Master Alliance Provisions Guide (MAPGuide)

Wellcome Trust – PTC Therapeutics, Cancer Treatment Research Funding Agreement

  • Liability | Representations & Warranties

3. THE PROGRAMME

3.1 PTC undertakes to use its reasonable endeavours to achieve each Milestone on or before each relevant Milestone Date. 

3.2 PTC undertakes to diligently perform the research and the Programme management of the Programme, as set out in theApplication and as determined by the RSG and the IPMG from time to time.

18. WARRANTIES AND INDEMNITIES

18.1 The Trust warrants that:

(a) it has the requisite authority to enter into this Agreement; and

(b) it has full power and authority to assume all of its obligations under this Agreement.

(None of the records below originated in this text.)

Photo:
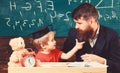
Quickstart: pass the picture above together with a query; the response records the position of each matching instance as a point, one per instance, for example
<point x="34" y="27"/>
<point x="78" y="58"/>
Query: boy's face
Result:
<point x="51" y="43"/>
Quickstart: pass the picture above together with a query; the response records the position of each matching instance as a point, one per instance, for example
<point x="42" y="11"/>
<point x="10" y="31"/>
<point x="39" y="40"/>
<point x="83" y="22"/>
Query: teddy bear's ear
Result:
<point x="11" y="42"/>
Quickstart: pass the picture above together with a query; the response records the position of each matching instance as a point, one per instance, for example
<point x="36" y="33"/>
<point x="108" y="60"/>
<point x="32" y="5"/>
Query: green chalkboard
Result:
<point x="22" y="17"/>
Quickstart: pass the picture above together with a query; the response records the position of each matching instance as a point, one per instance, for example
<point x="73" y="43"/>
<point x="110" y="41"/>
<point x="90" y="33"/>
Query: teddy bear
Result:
<point x="18" y="47"/>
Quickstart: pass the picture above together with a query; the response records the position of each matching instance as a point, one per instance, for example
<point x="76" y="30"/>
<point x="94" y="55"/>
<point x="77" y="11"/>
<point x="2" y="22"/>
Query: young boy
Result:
<point x="46" y="45"/>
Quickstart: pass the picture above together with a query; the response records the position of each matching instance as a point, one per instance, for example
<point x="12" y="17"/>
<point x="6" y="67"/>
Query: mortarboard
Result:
<point x="41" y="32"/>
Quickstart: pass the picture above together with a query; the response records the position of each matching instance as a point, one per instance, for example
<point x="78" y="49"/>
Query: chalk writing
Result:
<point x="25" y="14"/>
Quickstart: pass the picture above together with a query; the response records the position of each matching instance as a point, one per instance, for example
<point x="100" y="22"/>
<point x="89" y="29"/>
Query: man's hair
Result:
<point x="85" y="10"/>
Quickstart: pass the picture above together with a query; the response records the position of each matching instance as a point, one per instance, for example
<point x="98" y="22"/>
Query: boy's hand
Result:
<point x="79" y="45"/>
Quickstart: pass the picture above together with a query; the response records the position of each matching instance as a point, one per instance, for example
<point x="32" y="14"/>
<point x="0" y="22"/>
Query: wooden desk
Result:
<point x="54" y="68"/>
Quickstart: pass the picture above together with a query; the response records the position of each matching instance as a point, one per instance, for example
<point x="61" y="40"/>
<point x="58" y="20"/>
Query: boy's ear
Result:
<point x="42" y="45"/>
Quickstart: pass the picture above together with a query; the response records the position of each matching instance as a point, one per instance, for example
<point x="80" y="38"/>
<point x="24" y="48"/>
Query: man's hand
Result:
<point x="79" y="45"/>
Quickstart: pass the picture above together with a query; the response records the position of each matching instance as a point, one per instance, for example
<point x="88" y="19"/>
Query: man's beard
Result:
<point x="85" y="35"/>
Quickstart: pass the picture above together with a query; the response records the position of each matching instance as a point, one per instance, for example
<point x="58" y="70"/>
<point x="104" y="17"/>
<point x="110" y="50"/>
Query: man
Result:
<point x="101" y="43"/>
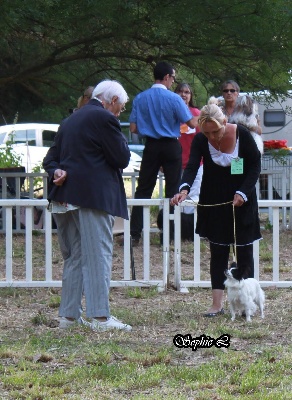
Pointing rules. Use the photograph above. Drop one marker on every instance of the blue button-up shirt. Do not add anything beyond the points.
(158, 112)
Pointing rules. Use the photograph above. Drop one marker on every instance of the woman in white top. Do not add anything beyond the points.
(231, 167)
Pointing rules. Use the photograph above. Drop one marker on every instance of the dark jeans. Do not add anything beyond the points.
(165, 153)
(219, 263)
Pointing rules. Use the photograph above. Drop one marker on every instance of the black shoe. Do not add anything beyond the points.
(211, 315)
(135, 242)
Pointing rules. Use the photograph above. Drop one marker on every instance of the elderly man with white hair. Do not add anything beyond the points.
(86, 192)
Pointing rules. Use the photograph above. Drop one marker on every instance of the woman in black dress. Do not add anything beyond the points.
(231, 168)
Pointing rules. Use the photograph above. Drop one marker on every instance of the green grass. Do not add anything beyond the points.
(41, 362)
(76, 366)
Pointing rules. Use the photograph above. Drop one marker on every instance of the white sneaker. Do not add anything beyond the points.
(67, 323)
(111, 323)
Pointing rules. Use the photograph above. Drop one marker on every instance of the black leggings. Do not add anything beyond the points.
(219, 263)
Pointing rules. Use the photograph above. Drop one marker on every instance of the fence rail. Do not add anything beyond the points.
(7, 272)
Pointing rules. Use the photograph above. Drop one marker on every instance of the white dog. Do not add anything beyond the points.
(244, 295)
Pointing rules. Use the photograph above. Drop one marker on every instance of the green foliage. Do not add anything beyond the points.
(8, 157)
(52, 50)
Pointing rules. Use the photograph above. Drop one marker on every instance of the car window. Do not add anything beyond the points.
(25, 136)
(48, 138)
(2, 136)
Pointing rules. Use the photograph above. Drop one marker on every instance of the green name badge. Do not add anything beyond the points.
(237, 166)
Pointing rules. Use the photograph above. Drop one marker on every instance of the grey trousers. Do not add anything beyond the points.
(86, 242)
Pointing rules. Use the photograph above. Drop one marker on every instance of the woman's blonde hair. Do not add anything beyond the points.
(211, 113)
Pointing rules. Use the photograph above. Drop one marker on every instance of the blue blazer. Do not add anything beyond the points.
(91, 148)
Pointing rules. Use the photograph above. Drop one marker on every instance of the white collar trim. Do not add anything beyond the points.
(159, 85)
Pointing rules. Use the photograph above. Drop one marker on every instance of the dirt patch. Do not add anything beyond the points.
(157, 318)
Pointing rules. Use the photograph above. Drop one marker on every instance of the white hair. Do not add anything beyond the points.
(245, 113)
(108, 89)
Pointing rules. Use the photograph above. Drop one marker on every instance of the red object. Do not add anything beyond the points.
(275, 144)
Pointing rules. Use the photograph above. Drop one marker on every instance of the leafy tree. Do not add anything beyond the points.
(52, 49)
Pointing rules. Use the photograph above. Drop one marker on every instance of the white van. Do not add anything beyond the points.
(32, 140)
(275, 117)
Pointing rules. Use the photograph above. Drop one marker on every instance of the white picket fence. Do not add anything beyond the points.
(7, 278)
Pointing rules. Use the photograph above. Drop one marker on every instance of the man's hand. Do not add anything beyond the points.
(237, 200)
(59, 177)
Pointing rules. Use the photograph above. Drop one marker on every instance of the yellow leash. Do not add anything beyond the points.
(234, 229)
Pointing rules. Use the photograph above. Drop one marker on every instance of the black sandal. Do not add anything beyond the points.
(211, 315)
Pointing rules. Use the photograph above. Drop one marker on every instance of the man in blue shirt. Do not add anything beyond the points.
(156, 115)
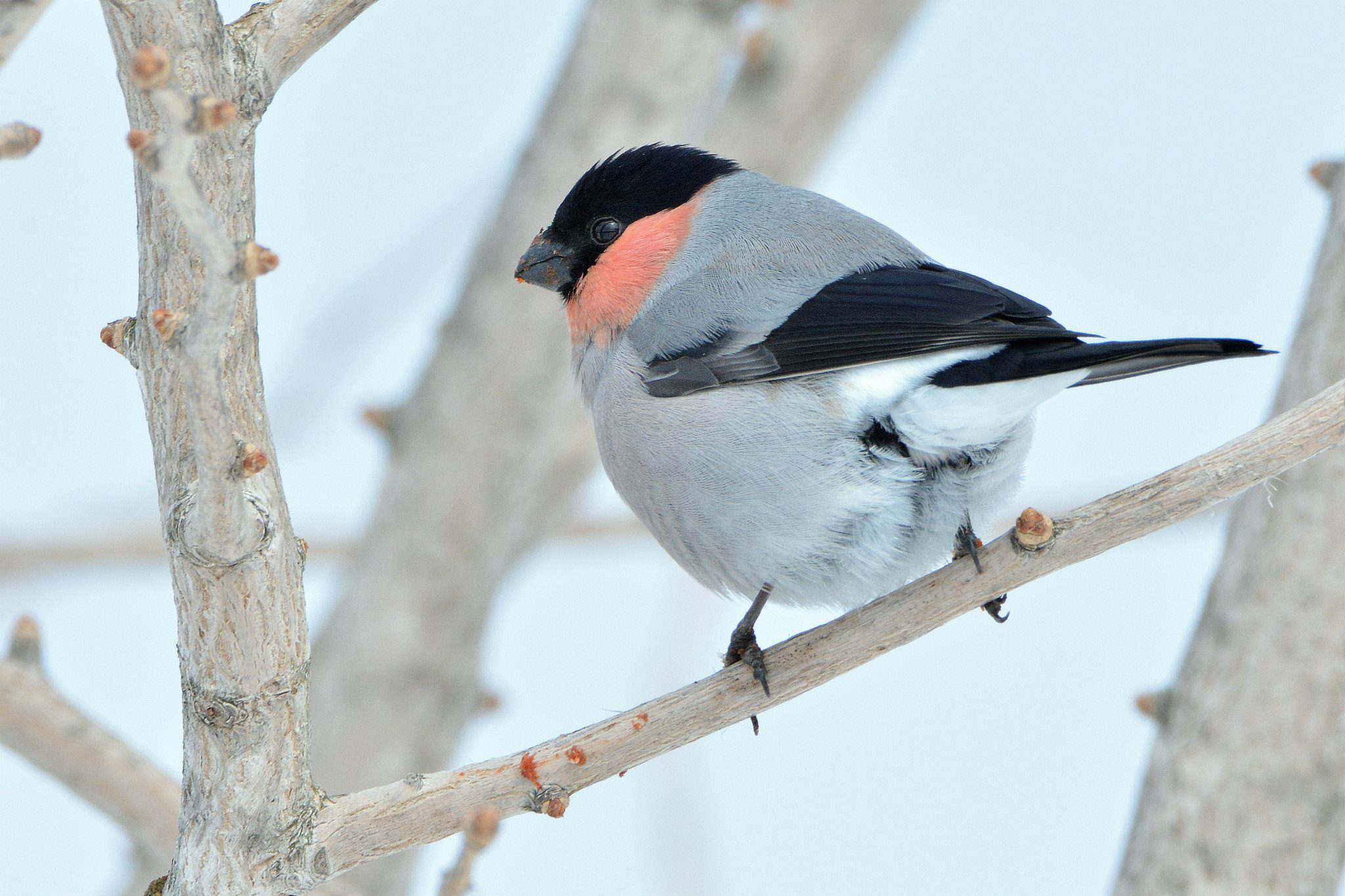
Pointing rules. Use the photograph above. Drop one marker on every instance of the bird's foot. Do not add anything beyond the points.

18.2 PTC represents and warrants to the Trust on the Commencement Date and immediately prior to the payment by the Trust to PTC of any Tranche (or installment thereof) that (subject to any matters fairly and accurately disclosed in the Disclosure Letter):

(a) it has the requisite authority to enter into this Agreement;

(b) it has full power and authority to assume all of its obligations under this Agreement;

(c) the Agreement has been duly authorised, executed, and delivered by PTC and is a valid, binding, and legally enforceable obligation of PTC;

(d) no consent, approval, authorisation, or order of any court or governmental agency or body is required for the consummation of the transactions contemplated by this Agreement;

(e) the execution, delivery, and performance of this Agreement will not result in a breach or violation of, or constitute a default under, any statute, regulation, or other law or agreement or instrument to which it is a party or by which it is bound, or any order, rule, or regulation of any court or governmental agency or body having jurisdiction over it or any of its properties;

(f) to the best of its knowledge and belief:

(i) PTC is the legal and beneficial owner of, or has appropriate license to, all right, title and interest in and to the Background Intellectual Property necessary for performance of the Programme, and will be the legal and beneficial owner of, or procure appropriate license or option rights to, all right, title and interest in and to the Programme Inventions and Programme Intellectual Property;

(ii) no member of the PTC Group has granted any Third Party any right in respect of the Programme Inventions or Programme Intellectual Property (other than in accordance with the terms of this Agreement), and has not charged or encumbered and will not charge or encumber any of the same except as may be explicitly authorised pursuant to this Agreement;

(iii) so far as PTC is aware, no Third Party has made unauthorised use of any Background Intellectual Property, nor threatened to do so;

(iv) so far as PTC is aware, none of the activities of any member of the PTC Group undertaken by prior to the date on which the warranties are given or which will be undertaken pursuant to the Programme relating to the Background Intellectual Property infringe, or have been alleged to infringe, the Intellectual Property of any Third Party;

(v) the Background Intellectual Property and Programme Intellectual Property are not subject to any claim, opposition, attack, assertion or other arrangements of whatever nature which may impugn upon the use, validity, enforceability or ownership of any such Intellectual Property, and there are no grounds or other circumstances which may give rise to the same;

(vi) From the Commencement Date forward, no member of the PTC Group has itself nor through any of its Staff disclosed to any Third Party (other than consistent with Clause 17) any Confidential Information and/or Know-How relating to the Programme;

(vii) Other than as required by law (including contracts with academic collaborators and government entites or in connection with the use of government funds) no person has, or will have, the right to call for the assignment or grant of the licence to it of any of the Background Intellectual Property and the Programme Intellectual Property under any option, grant, funding award or other agreement, nor is there any conditional or unconditional agreement or circumstance whereby such a right may arise;

(viii) no person has any right or claim to any payment or other compensation in respect of the use or exploitation of the Background Intellectual Property or the Programme Intellectual Property; and

(ix) there are no outstanding or potential claims against any member of the PTC Group under any contract or for employee compensation under applicable legislation in relation to the Background Intellectual Property nor is PTC aware of any reason why any such claims may be made in relation to the Programme Intellectual Property.

18.3 Except as expressly provided in this Agreement, neither Party gives any warranties or makes any representations with respect to any of the Programme Intellectual Property and/or Background Intellectual Property or any Products derived from them, or their fitness for any purpose, or that any material produced or supplied by any Party and any processes or techniques used, proposed or recommended by any Party will not infringe any patent or other Intellectual Property of any person in any country.